On May 11, 2015, the French Data Protection Authority (“CNIL”) and the UK Information Commissioner’s Office (”ICO”) announced that they will participate in a coordinated online audit to assess whether websites and apps that are directed toward children, and those that are frequently used by or popular among children, comply with global privacy laws. The audit will be coordinated by the Global Privacy Enforcement Network (“GPEN”), a global network of approximately 50 data protection authorities (“DPAs”) from around the world.

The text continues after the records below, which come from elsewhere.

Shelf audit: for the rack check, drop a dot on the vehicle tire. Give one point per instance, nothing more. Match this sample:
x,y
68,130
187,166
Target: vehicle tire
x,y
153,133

In addition to the CNIL and the ICO, 27 other DPAs that are members of the GPEN will participate, including four German DPAs (the Federal Commissioner for Data Protection and Freedom of Information, the Data Protection Supervisory Authority of Bavaria, the Berlin Data Protection Commissioner and the Data Protection Commissioner of Hessen). View the full list of participating DPAs.
The joint effort will run from May 11 to 15, and will target child-directed websites and apps, such as gaming websites, social networking websites and educational websites. Specifically, the participating DPAs will verify whether the targeted websites and apps:
- Seek parents’ consent before allowing children to use the services offered or provide personal data;
- Raise public awareness regarding privacy;
- Provide a privacy notice tailored to younger audiences (e.g., clear language, animated images, etc.); and
- Facilitate the erasure of personal data provided by children.
As in prior years, the participating DPAs will use an analysis grid to obtain (1) a global picture of the privacy practices of child-directed websites and (2) details about practices common to particular jurisdictions. The DPAs intend to publish a combined report in Fall 2015.
The CNIL and the ICO have stressed that they could conduct further inspections and launch enforcement proceedings if their initial findings reveal serious breaches of applicable data protection law. Other DPAs participating in the joint audit may take similar action.